What Happens During a Run
From a user point of view, the flow looks roughly like this:
You send a message
↓
TauriTavern captures the context needed for this generation
↓
Agent creates a workspace for this run
↓
The model sees the tools, SKILLS, workspace roots, and callable SubAgents allowed by the Profile
↓
Agent may search chat, read world info, read SKILLS, write drafts, or delegate focused work to a SubAgent
↓
Agent submits the output file as a chat message
↓
The run ends, and the timeline keeps the process visibleThis means the final Agent reply is not just raw text returned by the model. It is submitted from an output file the Agent completed inside its workspace.
Reading the Timeline
While an Agent run is active, an Agent timeline appears near the input area. It shows what the run is doing.
Common events include:
| Timeline event | Meaning |
|---|---|
| Search chat | Agent searches the current chat for relevant history |
| Read chat messages | Agent reads specific messages by index |
| Read world info | Agent reads the world info entries activated for this run |
| List skills | Agent checks which SKILLS are visible |
| Read skill | Agent reads a file from a Skill |
| Delegate child task | Agent starts a SubAgent for focused work |
| Await child task | Agent waits for one or more SubAgent results |
| Child task returned | A SubAgent returns a summary, findings, or artifact references |
| Write file | Agent writes a draft, output, or note in the workspace |
| Patch file | Agent makes a precise edit to a file |
| Commit reply | Agent submits an output file to the chat |
| Finish task | Agent ends the run |
Click a timeline item to see more detail when detail is available. Not every event contains long text; some events are there to make the run state clear.
Short Conversational Replies
Agent does not always need to wait until the end and submit one long reply. It can also commit in append mode, so one run can add shorter pieces to the same Agent message.
This fits:
- Casual chat.
- Natural character replies.
- Replies that benefit from a little pacing.
- Cases where one large response would feel too heavy.
The current append behavior still belongs to the same Agent run and the same Agent message. It does not create several independent chat message rows. This keeps the conversational rhythm without breaking run, timeline, and save semantics.
Avoid Sending Again Mid-Run
While an Agent is running, it is best to wait for the current run to finish. Agent needs to preserve workspace state, timeline order, and chat commit order. Triggering several generations at once can make it harder to tell which result you meant to keep.

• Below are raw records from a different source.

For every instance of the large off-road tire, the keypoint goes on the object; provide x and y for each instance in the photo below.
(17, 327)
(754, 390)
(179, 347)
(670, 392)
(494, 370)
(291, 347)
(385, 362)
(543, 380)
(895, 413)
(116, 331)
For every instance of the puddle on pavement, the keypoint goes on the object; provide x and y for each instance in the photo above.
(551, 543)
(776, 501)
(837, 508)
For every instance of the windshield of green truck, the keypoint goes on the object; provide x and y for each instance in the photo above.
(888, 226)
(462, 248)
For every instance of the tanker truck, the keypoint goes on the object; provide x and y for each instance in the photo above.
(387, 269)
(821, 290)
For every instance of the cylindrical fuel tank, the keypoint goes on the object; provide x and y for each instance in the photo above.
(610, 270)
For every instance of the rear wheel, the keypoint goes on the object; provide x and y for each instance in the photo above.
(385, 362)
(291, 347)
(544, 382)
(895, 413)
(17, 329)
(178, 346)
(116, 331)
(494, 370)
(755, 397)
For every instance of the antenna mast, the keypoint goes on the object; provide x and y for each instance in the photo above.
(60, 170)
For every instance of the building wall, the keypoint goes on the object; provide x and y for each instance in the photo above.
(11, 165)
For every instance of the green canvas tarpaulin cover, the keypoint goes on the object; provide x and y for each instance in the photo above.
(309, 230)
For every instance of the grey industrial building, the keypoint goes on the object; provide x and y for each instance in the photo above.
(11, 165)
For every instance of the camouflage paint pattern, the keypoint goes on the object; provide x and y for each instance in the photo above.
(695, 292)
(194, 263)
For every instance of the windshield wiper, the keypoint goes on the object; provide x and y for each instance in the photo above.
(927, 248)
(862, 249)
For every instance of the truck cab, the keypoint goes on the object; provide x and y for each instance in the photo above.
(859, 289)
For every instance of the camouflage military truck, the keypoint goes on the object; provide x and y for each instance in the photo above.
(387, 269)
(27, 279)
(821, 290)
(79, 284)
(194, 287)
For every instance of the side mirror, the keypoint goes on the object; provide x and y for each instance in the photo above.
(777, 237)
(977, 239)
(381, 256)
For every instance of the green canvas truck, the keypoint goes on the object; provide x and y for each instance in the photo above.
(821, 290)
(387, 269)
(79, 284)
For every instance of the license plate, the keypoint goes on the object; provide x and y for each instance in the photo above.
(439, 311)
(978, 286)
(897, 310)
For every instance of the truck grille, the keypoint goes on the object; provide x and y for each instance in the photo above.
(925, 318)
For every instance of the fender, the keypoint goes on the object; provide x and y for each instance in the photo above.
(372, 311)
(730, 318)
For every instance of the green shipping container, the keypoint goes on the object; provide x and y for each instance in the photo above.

If the result is not what you wanted, wait for the run to end, then regenerate or adjust the Profile and SKILLS before trying again.
A First Trial
A gentle first test is:
- Open an existing chat.
- Make sure the current connection uses a chat-completion model path. If you want Agent to use a separate model, first read the FAQ entry about binding a saved model.
- Turn on Agent Mode, and make sure
Active Profileisdefault-writeror another directly runnable Profile. - Send a normal message.
- Expand the Agent timeline and watch whether it searches, reads, writes, and commits.
If the run fails, start with the error message. Agent currently prefers explicit failure over quietly falling back to ordinary generation. This makes it easier to tell whether the issue is the model, the Profile, tool permissions, or a workspace path.